P&R Truck Centre’s location in Nanaimo

BRITISH COLUMBIAVelocity Truck Centres has acquired P & R Truck Centre on Vancouver Island.

A Western Star & Freightliner heavy duty truck dealership based in Vancouver, Velocity now has 18 locations, including the six P & R Truck Centres, in Saanichton, Langford, Victoria (Burnside), Duncan, Campbell River and Nanaimo. Their other locations are in Vancouver/Surrey, Abbotsford, Kelowna, Kamloops, Williams Lake, Terrace, Fort St. John and Prince George (2) and in Alberta: Lloydminster, and Edmonton East and West (2).

Velocity started with its first truck centre in Lloydminster in 1978 and made its first stop in the lower mainland in 2008 by purchasing the Surrey-based Freightliner operation. Abbotsford was opened in 2017, and Velocity acquired James Western Star Truck and Trailer and its eight locations in northern B.C., including Williams Lake, Fort St. John and Prince George. In 2022, they acquired Premium Truck & Trailer, giving them additional locations in Williams Lake and Prince George, as well as Kelowna, Kamloops and Terrace.

Dave Polack, left, owner of P&R Truck Centre receiving a gift from Gerry Schnitzer of Daimler Truck Finance at the grand opening of their Nanaimo location last year.

Velocity has been named one of Canada’s Best Managed Companies for eight years.

Dave Polack, president of P & R Truck Centre, will continue to lead the team on Vancouver Island.

It’s been quite a year for P & R Truck Centre, as they earned Automotive Business of the Year honours at the 2023 MNP LLP Vancouver Island Business Excellence Awards in Victoria last January.

“We were thrilled with the honor, but what it means most to me is really and truly the people that work in our dealerships,” Polack said after receiving the award. “You don’t win this because the owner is a great guy or has a great personality.

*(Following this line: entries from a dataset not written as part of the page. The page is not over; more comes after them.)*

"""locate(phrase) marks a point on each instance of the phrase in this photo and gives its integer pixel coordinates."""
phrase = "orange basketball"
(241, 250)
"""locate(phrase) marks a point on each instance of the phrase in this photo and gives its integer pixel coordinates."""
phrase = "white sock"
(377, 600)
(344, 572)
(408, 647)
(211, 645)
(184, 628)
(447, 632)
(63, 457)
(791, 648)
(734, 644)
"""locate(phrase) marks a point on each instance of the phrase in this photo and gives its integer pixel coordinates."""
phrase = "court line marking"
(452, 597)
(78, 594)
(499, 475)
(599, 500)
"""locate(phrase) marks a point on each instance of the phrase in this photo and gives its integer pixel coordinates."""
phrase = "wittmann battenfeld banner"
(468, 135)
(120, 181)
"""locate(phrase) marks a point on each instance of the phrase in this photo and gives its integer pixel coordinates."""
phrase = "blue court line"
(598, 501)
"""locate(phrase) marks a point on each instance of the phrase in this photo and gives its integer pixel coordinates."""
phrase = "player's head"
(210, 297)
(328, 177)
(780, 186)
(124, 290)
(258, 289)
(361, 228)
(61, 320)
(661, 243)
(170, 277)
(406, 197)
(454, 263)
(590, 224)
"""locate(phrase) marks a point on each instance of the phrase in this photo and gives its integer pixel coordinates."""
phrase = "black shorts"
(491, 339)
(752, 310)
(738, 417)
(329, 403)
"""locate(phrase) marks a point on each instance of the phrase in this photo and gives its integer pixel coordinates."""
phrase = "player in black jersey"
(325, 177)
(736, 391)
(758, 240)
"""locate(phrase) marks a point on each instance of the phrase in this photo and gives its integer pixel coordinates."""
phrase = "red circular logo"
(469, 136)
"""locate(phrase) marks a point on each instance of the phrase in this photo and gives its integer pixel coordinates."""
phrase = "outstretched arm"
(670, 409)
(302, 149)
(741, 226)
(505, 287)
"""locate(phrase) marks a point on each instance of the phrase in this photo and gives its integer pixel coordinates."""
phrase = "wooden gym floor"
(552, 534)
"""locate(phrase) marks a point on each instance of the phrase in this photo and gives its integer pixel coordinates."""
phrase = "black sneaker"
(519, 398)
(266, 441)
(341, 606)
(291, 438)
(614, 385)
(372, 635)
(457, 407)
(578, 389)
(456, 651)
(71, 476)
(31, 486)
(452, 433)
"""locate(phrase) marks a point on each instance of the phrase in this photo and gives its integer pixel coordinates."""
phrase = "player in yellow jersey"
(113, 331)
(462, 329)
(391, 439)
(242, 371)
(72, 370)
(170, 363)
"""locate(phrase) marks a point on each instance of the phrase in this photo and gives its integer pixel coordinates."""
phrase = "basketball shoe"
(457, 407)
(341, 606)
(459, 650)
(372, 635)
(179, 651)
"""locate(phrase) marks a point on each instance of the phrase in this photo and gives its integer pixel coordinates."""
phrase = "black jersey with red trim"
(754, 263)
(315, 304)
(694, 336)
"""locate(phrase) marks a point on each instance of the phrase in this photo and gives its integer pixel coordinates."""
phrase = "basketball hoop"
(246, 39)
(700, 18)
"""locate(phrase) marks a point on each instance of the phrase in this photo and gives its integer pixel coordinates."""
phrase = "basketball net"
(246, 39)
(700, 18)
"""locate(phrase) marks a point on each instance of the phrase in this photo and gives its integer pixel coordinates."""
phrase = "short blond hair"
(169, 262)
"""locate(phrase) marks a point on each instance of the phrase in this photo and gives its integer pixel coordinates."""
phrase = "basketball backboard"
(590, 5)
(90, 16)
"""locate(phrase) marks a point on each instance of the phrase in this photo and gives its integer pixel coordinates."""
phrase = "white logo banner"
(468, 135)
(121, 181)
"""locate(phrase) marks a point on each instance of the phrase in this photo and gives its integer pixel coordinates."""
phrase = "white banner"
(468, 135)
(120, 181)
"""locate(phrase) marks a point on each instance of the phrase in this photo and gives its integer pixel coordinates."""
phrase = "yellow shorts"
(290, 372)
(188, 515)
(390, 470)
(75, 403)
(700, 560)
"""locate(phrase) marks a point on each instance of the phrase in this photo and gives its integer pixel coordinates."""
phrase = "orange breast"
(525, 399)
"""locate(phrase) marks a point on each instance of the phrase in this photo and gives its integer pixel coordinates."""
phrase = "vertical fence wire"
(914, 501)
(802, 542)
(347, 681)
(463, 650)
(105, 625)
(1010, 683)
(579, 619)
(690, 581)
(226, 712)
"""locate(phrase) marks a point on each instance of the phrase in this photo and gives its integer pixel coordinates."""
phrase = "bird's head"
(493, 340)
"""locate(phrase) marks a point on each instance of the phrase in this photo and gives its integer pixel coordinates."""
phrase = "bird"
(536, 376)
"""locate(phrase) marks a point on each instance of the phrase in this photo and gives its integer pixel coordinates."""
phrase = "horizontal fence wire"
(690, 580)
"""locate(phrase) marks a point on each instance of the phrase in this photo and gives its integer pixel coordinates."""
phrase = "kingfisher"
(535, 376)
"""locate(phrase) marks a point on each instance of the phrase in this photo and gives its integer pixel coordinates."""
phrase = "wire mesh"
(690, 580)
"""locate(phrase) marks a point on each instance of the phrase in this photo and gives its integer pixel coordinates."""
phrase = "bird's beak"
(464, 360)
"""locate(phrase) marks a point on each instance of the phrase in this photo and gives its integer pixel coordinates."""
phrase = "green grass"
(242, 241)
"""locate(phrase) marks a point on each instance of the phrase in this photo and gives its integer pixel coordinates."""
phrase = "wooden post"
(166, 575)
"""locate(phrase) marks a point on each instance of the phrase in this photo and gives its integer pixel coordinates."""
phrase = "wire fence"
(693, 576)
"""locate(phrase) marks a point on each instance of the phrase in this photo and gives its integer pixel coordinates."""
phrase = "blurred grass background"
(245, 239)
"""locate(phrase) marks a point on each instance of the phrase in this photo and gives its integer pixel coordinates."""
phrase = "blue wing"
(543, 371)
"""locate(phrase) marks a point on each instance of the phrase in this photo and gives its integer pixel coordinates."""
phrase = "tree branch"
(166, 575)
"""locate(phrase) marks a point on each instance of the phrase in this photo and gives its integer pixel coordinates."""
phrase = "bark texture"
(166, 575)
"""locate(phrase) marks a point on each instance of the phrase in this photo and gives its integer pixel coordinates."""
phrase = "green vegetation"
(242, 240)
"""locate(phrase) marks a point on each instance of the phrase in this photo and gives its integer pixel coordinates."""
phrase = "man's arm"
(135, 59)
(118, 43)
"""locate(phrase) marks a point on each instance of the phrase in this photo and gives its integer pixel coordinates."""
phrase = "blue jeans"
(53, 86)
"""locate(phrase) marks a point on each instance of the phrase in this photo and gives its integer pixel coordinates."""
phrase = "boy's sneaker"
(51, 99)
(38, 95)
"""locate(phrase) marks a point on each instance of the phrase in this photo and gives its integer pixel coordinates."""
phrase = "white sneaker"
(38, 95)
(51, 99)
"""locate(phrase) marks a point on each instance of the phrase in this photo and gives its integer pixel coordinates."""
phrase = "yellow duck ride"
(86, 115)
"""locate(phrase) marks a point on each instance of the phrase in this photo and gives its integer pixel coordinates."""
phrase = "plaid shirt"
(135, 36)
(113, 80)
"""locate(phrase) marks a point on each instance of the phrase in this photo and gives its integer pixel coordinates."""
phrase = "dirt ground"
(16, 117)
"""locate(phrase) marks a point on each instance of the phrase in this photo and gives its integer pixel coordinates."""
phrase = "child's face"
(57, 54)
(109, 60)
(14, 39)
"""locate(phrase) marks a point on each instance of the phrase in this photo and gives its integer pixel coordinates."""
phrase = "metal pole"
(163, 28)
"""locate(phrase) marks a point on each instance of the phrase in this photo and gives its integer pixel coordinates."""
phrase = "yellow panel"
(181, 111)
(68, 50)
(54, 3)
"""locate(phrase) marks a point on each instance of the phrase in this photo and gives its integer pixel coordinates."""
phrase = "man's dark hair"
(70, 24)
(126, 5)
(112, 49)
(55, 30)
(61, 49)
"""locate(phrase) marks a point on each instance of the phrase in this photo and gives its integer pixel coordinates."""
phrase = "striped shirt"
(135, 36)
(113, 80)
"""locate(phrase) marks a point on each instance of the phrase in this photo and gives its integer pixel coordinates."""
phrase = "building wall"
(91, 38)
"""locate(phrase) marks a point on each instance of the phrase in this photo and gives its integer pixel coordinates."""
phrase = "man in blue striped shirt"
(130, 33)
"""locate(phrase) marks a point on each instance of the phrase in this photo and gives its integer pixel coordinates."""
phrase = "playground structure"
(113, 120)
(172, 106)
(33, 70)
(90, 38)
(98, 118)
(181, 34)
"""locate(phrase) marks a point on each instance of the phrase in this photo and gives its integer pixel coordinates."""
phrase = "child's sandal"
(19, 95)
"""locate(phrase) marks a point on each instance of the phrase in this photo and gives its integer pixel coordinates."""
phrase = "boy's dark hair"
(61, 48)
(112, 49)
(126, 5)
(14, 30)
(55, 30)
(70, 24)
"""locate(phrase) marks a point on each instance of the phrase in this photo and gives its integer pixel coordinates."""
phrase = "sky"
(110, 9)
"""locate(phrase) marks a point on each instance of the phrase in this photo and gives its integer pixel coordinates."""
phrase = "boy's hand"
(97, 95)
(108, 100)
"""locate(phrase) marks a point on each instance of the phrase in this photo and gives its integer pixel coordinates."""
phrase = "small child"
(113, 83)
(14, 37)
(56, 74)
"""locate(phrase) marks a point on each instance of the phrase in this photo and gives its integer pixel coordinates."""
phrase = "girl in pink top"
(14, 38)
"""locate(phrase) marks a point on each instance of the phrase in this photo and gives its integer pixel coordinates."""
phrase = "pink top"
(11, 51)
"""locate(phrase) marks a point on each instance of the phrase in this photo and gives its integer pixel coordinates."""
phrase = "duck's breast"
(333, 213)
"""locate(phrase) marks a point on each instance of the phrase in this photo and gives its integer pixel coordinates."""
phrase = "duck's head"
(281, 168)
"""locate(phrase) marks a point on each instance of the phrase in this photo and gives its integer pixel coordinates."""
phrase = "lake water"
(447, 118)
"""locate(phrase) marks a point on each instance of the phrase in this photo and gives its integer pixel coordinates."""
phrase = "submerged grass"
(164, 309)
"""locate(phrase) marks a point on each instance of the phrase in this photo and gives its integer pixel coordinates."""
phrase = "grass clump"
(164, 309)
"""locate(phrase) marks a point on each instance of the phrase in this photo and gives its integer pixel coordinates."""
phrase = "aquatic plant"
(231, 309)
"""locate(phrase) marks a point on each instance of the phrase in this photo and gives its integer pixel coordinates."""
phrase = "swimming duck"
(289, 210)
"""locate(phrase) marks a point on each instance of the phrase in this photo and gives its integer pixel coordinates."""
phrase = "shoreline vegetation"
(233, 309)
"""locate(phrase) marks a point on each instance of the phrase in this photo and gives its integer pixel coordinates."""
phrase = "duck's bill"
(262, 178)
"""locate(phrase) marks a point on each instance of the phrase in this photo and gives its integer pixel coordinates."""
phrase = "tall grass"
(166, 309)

We have the respect and trust of our customers, and I was thrilled for the recognition, but it was because of our people. We are a customer-driven organization, and that’s how we measure ourselves.”

P & R was started in Saanichton in 1979 by Pat McConnell and Russ Mitcham (the P and the R in the name) as a mechanical and repair service for the construction and transportation industry. In 1984 they became the Western Star truck dealer, adding their full line of trucks, parts and service.

Mitcham retired in 2001 and McConnell became sole owner, and the dealership added Sterling and Mitsubishi Fuso trucks to the lineup. McConnell moved towards retirement in 2014, and Polack purchased the P&R organization on January 1, 2014, bringing with him years of experience as a Western Star dealer and General Manager.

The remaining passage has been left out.